Tra pochi giorni esce il suo ultimo libro. Il suo rapporto con quello che è sempre stato più di uno sport. Una passione, un’arte, una cultura. E dopo tante avventure, ha aperto un Museo della Montagna e pensa a un film

BOLZANO – “Ormai sono diventato un alpinista della domenica”, scherza Reinhold Messner, per poi confessare che il passare del tempo l’ha reso più montanaro di quando, per esempio, in un solo anno gli capitava di scalare anche tre Ottomila himalayani. Classe ’44, abbronzato, fisico asciutto, Messner non ha ancora smesso di sognare: “Ovviamente non mi concentro più sulla ricerca di nuove vie particolarmente difficili: oggi, quello che m’interessa di più è studiare la cultura della montagna”.

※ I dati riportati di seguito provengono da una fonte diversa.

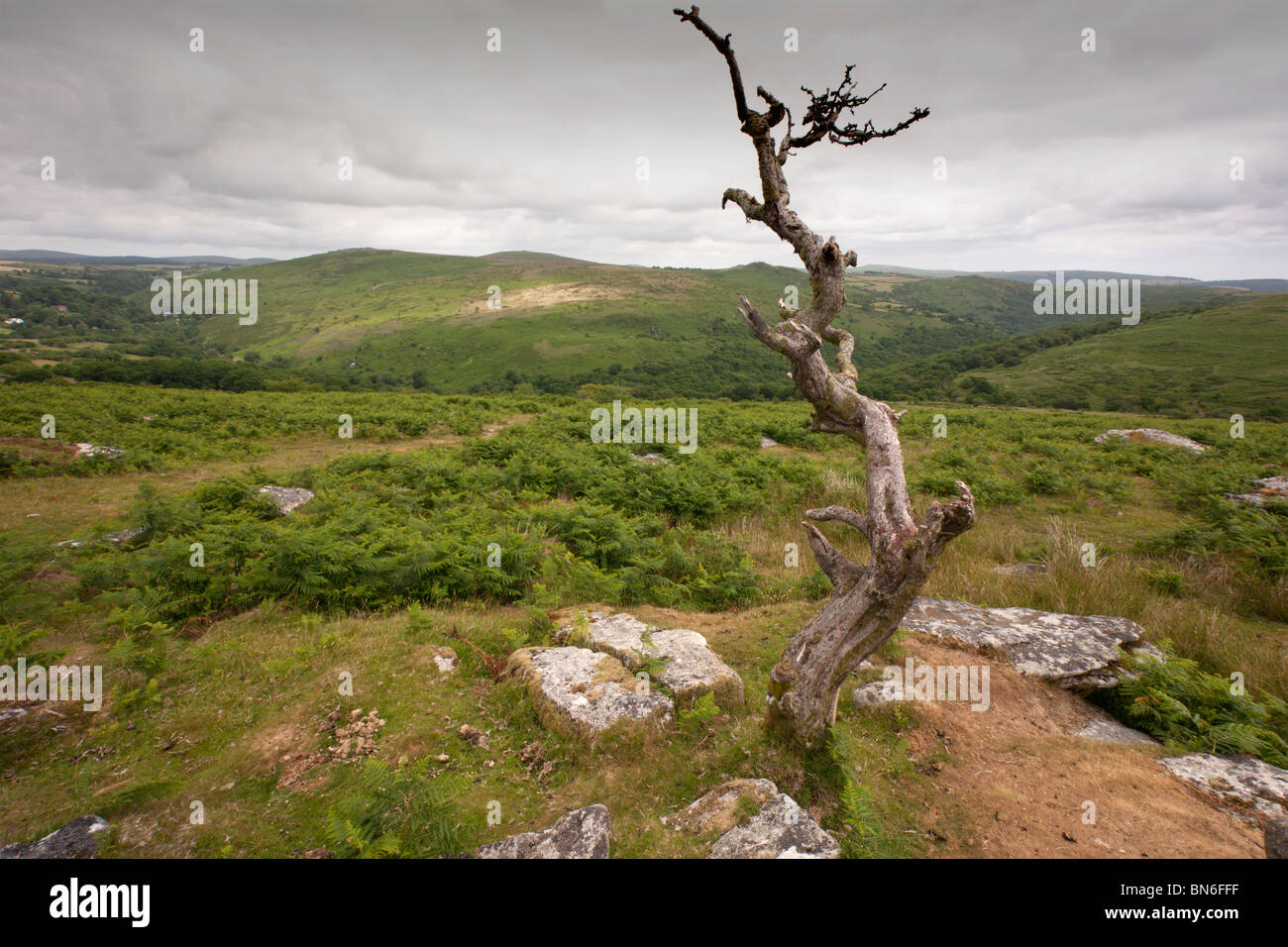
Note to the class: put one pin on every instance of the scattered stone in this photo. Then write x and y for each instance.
(580, 834)
(287, 499)
(652, 459)
(73, 840)
(583, 693)
(877, 692)
(1151, 434)
(1265, 488)
(357, 738)
(1021, 569)
(445, 659)
(780, 830)
(1276, 838)
(1078, 652)
(692, 669)
(119, 538)
(1112, 732)
(104, 451)
(1245, 784)
(719, 809)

Lo incontriamo tra le vecchie mura del Castel Firmiano, sopra Bolzano, dove ha appena ultimato la sua ultima sfida, un Museo della Montagna che raccoglie oltre a centinaia di opere d’arte anche cimeli, o meglio, “reliquie” della storia dell’alpinismo. La sua stretta di mano può frantumare ossa. Messner racconta delle sue imprese, insistendo soprattutto sui suoi fallimenti. Si commuove parlando del fratello Günther, inghiottito da una slavina quasi quarant’anni fa mentre scendevano assieme dalla vetta del Nanga Parbat. E s’inalbera contro tutti “quelli che credono di conoscere la montagna, ma che poi non concludono nulla”.



Ma lei a 67 anni ancora arrampica?

“Sì, con mio figlio abbiamo fatto delle belle vie quest’estate. Vie di mille metri, di quarto o quinto grado. E ogni anno, faccio una spedizione su una montagna di 5 o 6.000 metri”.

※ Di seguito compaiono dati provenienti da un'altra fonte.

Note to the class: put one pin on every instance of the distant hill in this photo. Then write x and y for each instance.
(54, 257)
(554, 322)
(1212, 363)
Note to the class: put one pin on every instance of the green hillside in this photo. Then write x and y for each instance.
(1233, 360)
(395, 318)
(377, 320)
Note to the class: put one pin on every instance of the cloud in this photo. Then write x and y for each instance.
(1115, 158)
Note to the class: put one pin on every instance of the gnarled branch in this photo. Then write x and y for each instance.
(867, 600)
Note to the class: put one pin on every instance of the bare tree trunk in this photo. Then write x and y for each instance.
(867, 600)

Tra pochi giorni uscirà il suo ultimo libro, “Spostare le montagne” (Mondadori, 219 pp., 29 euro). Un titolo eloquente.

“Racconto di avventure che ho vissuto e che possono diventare emblematiche per risolvere problemi anche in altri campi. Ho avuto modo di imparare come funziona l’uomo in condizioni estreme, a stretto contatto con la natura, dove per natura intendo il caos. Sono certo che ritrovarsi da solo al Polo Nord è mille volte più pericoloso che trovarsi in balia di una banca che ti ruba i soldi. Sul pack se non sai che cosa fare, sei morto. Se però ti metti in testa che vuoi sopravvivere e cominci a reagire forse riuscirai a uscirne”.

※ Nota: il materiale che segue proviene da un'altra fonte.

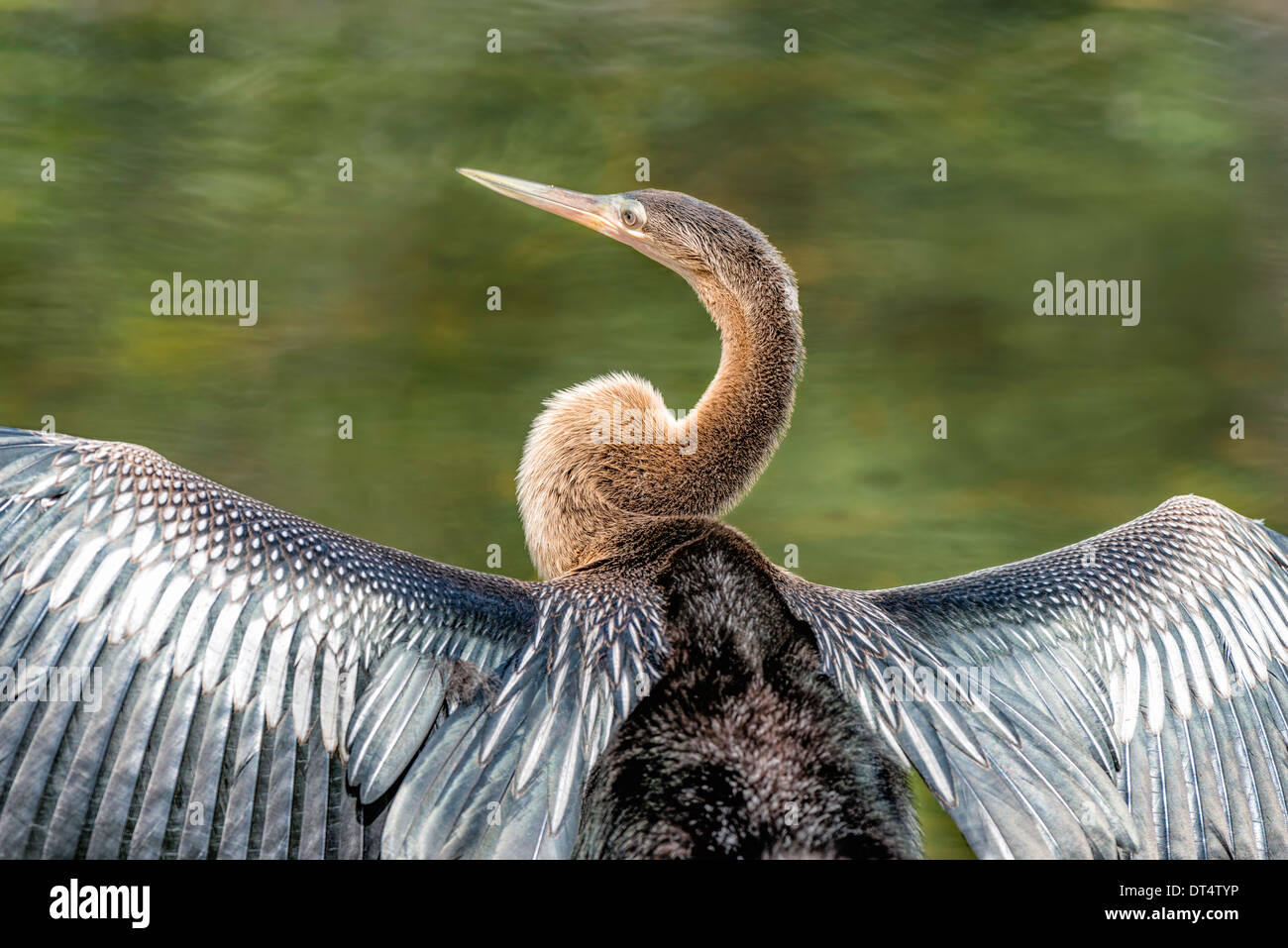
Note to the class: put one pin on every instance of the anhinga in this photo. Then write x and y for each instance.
(273, 687)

Torniamo alle montagne. Come si allenava per scalare gli Ottomila?

“Correvo. E poi andavo due o tre volte l’anno in Himalaya. Ero sempre più o meno in forma. Oggi, ci sono alpinisti che si allenano anche otto ore al giorno. Io ho soprattutto lavorato con la testa. I miei successi sono anche il frutto della capacità di fare qualcosa che gli altri pensavano impossibile. Ho sempre cercato di capire chi in 150 anni di alpinismo ha fatto progredire le cose. Mi sono chiesto perché l’ha fatto, e come l’ha fatto. Io mi sono spesso limitato a compiere il passo successivo. Ho un cuore normale, i miei polmoni sono normali, e la mia corporatura è normalissima. Solo la mia mente è stata forse più determinata di altre. Ed ero molto più colto di molti alpinisti. Ancora oggi sono pronto a scommettere che se lei mi porta diecimila alpinisti di prima classe, nessuno è in grado di battermi sulla storia dell’alpinismo. Per me l’alpinismo non è soltanto attività, è anche cultura”.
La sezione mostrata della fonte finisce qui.